“ This is a phimotic ring of rigid skin tissue on the inner blade of the prepuce. It requires either surgery or stretching to rectify the problem. „
My youngest son had a febrile convulsion just before his first birthday due to a Urinary Tract Infection. Apparently these are not as common in Little Boys as they are in Little Girls and we were told that he would have to be on Antibiotics until they could discover what the cause of the infection was. He was subjected to a battery of tests, including a Nuclear Medicine Scan and an Ultra Sound, all of which showed no problems with his kidneys or bladder, but showed that his foreskin ballooned on passing water, due to Phimosis. We assumed that when we went to see the consultant they would explain what could be done about the ballooning of the foreskin and expected an operation.

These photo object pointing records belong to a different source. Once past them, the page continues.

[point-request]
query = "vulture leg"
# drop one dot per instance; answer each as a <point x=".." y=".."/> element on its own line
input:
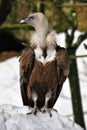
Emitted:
<point x="34" y="98"/>
<point x="45" y="108"/>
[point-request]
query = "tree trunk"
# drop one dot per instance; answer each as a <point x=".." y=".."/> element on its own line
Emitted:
<point x="75" y="93"/>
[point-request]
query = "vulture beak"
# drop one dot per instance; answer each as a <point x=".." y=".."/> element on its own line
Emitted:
<point x="24" y="21"/>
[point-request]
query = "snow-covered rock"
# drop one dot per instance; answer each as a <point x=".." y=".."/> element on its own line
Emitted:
<point x="15" y="118"/>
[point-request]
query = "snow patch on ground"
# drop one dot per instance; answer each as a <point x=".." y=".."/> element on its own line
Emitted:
<point x="15" y="118"/>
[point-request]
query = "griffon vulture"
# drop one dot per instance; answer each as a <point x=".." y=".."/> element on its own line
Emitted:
<point x="44" y="66"/>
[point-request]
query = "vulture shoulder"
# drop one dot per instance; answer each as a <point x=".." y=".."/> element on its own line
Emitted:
<point x="27" y="59"/>
<point x="62" y="59"/>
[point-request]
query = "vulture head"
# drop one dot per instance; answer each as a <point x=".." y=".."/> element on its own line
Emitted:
<point x="37" y="20"/>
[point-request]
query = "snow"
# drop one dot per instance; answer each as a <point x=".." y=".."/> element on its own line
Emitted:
<point x="13" y="113"/>
<point x="15" y="118"/>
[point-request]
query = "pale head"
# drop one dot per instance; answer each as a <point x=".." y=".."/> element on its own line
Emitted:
<point x="36" y="20"/>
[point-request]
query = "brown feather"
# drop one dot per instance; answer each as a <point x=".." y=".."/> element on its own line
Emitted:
<point x="34" y="76"/>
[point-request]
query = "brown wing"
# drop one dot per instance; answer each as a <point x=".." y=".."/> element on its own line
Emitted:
<point x="26" y="65"/>
<point x="62" y="68"/>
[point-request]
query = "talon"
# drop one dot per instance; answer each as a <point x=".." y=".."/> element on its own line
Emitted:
<point x="34" y="111"/>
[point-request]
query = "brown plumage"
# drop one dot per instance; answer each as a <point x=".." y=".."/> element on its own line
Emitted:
<point x="44" y="66"/>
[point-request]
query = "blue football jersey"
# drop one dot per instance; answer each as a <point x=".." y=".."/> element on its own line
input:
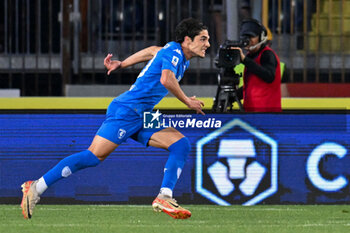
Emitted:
<point x="147" y="91"/>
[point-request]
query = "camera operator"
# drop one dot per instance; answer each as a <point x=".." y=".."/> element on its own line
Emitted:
<point x="262" y="73"/>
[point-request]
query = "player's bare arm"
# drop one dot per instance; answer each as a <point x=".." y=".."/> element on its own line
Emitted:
<point x="169" y="82"/>
<point x="141" y="56"/>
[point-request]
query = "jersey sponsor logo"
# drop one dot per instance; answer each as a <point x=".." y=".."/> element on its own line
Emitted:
<point x="178" y="51"/>
<point x="175" y="60"/>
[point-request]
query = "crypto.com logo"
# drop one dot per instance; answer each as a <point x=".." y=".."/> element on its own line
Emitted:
<point x="237" y="173"/>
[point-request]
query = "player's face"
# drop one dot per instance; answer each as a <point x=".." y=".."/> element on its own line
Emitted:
<point x="199" y="44"/>
<point x="253" y="41"/>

In their “wisdom” the consultant decided to put him on antibiotics until his 5th birthday, when he developed a reaction to the medication after being on it for a year, they decided to change it to Amoxycillin, which most parents will know causes diarrhoea, so we went back to the consultant who prescribed something else. At this point we told the consultant that we were not happy about the antibiotics and would prefer something to be done about the cause of the problem, the Ballooning Foreskin, and were eventually referred to another consultant who arranged to our son to have a Circumcision (the removal of the foreskin) because the foreskin was too tight which was causing it to balloon and when he peed it was like a shower rather than a stream. He was called for the op, and all was going well, then the surgeon called us in, we panicked - as you do, but there was no problem, it was good news, they didn’t have to do a full Circumcision, but instead did a Preputile Stretch and Release (PSR). This involved releasing the foreskin from the glans to enable it to move properly. We were so relieved. Not only does the PSR have fewer side effects as the penis is left completely intact, but the recovery period is halved. Now our son can
wee straight, and his Willy still looks like everyone else. The operation itself wasn’t a problem, but because it was so short, and the pre-med only given just before being taken down to theatre, when he woke up the pre-med was still working and he woke up in such a foul mood we were beside ourselves. Still all’s well that ends well and I now understand how other parents feel when they say about their kids going to theatre, and mine was only a minor problem.